The Guilty
L’esordio di Gustav Möller è un disturbante concentrato di tensione che sfrutta pienamente la potenza teorica e pratica del fuori-campo.

Spesso quando si parla di cinema e serie televisive si ricorda una delle principali regole del racconto audiovisivo: show don't tell. Questo suggerimento è sicuramente uno dei più saggi, soprattutto per una forma espressiva che, per dirla con Pasolini, ha il compito di mettere in immagini una «struttura che vuole essere un'altra struttura». Sono quindi le immagini ad avere il compito di raccontare, anche quando sembrano non raccontare nulla.
L'apparente racconto del nulla, dal punto di vista mostrativo, è esattamente il punto centrale di The Guilty, lungometraggio d'esordio di Gustav Möller.

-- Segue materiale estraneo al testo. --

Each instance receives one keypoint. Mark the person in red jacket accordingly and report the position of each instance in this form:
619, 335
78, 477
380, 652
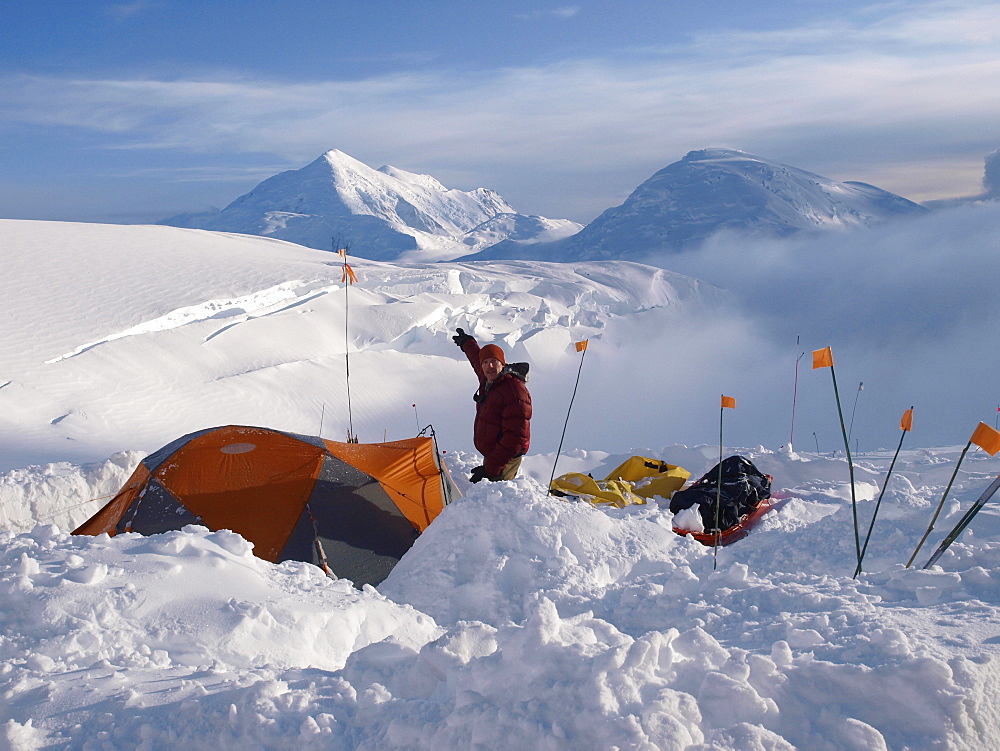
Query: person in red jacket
503, 410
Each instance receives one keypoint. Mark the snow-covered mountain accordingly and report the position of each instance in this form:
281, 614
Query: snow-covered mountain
383, 214
518, 619
713, 190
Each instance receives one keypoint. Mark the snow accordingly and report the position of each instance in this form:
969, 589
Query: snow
717, 190
385, 213
517, 619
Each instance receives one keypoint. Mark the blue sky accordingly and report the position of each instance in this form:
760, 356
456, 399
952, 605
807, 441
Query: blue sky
133, 111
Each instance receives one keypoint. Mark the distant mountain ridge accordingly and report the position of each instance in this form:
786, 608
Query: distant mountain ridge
383, 214
713, 190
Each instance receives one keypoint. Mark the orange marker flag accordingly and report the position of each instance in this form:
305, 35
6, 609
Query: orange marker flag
986, 438
907, 422
822, 358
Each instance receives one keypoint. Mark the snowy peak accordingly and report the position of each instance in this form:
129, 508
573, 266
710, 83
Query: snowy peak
712, 190
384, 214
723, 189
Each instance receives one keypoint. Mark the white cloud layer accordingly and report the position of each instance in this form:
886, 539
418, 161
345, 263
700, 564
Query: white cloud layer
903, 88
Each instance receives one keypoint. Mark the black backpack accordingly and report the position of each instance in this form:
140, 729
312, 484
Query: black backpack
743, 488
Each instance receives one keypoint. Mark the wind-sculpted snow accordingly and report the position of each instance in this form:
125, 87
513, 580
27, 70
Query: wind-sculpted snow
522, 619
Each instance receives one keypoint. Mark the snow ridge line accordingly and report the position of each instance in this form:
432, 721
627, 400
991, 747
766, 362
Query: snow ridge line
256, 304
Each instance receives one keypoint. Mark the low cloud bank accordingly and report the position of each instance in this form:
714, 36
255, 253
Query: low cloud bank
911, 310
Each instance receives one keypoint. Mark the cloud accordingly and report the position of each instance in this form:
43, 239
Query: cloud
124, 11
991, 177
909, 307
564, 11
821, 91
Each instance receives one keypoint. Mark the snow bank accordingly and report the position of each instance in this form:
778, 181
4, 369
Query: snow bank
521, 619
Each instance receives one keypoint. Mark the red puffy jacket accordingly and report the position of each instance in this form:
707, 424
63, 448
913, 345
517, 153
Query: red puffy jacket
503, 414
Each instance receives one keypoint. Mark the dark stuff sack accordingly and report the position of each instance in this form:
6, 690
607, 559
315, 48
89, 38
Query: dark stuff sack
743, 488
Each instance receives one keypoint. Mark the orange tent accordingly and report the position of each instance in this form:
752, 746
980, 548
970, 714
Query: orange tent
352, 508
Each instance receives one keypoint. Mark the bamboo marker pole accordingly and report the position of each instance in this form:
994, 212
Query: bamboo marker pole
823, 358
987, 439
905, 425
730, 403
580, 347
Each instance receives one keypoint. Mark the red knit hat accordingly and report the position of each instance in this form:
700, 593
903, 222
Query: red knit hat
491, 350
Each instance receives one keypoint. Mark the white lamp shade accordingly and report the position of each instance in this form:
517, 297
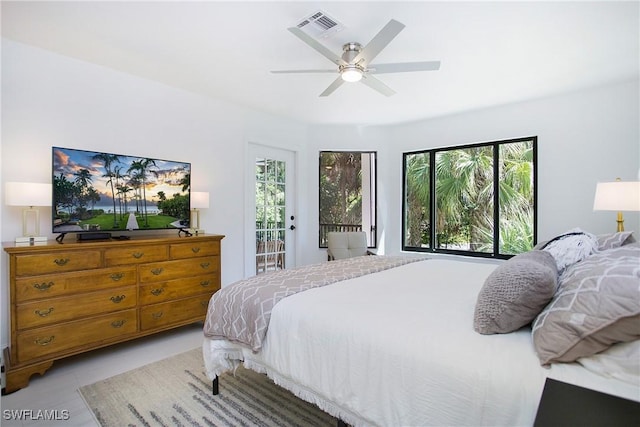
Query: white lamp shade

L'escamotage narrativo del film consiste nel raccontare Asger, un poliziotto di Copenaghen che, per via di un'indagine interna che lo vede coinvolto come accusato, è costretto a svolgere il ruolo di centralinista nella stazione di polizia. Durante il turno di lavoro però riceve una chiamata da parte di una donna, che attraverso una serie di giri di parole gli fa capire di essere stata rapita, di essere sotto il controllo del suo sequestratore e di aver bisogno d'aiuto. Il film procede fino alla fine nella stessa ambientazione, con la macchina da presa che inquadra sempre e solo il protagonista (spesso esclusivamente il suo volto), non mostrando nulla di ciò che succede ma lavorando su una totale focalizzazione interna tale da sovrapporre il punto di vista di Asger con quello dello spettatore, tenendo così quest'ultimo incollato allo schermo dall'inizio alla fine.
Il primo e più immediato paragone che viene in mente è quello con Locke, film del 2013 scritto e diretto da Steven Knight (autore di Peaky Blinders) e interpretato da Tom Hardy, il cui personaggio principale anche in quel caso era il centro di un film in cui l'azione si svolgeva da un'altra parte. Quelle di The Guilty sono immagini che raccontano, dicevamo, perché consapevoli che una delle più importanti virtù del cinema consiste nella capacità di raccontare il non mostrato, spingendo lo spettatore a immaginare ciò che non viene rappresentato all'interno dell'inquadratura. Möller fa quindi un discorso radicale sull'importanza del fuori campo al cinema e il suo film si presenta come una vera e propria lezione per tutte quelle opere nelle quali si percepisce la vana illusione di creare tensione e paura attraverso la messa in scena esplicita di momenti di grande impatto e brutalità, che in molti casi sarebbero più efficaci se sottratti allo sguardo dello spettatore.
The Guilty è un lavoro scritto in maniera certosina, capace di costruire un'altissima tensione sin dall'inizio e mantenerla fino alla fine, gestendo con perfezione alcuni disturbanti twist narrativi che, sia lo spettatore che il protagonista, possono solo ascoltare, amplificandone l'orrore nelle rispettive immaginazioni. Sotto questo punto di vista il film di Möller (attualmente in lizza per entrare nella cinquina finale agli Oscar come miglior film straniero) rappresenta una sorta di punto di incontro tra un film e un podcast: come il primo ha il linguaggio, la presenza di immagini che mostrano i corpi degli interpreti e un formato evidentemente cinematografico; come il secondo ha la capacità di tenere alta la tensione dello spettatore (che in questo caso è anche, e forse soprattutto, ascoltatore) aumentando a dismisura il suo coinvolgimento stimolando ripetutamente la sua fantasia.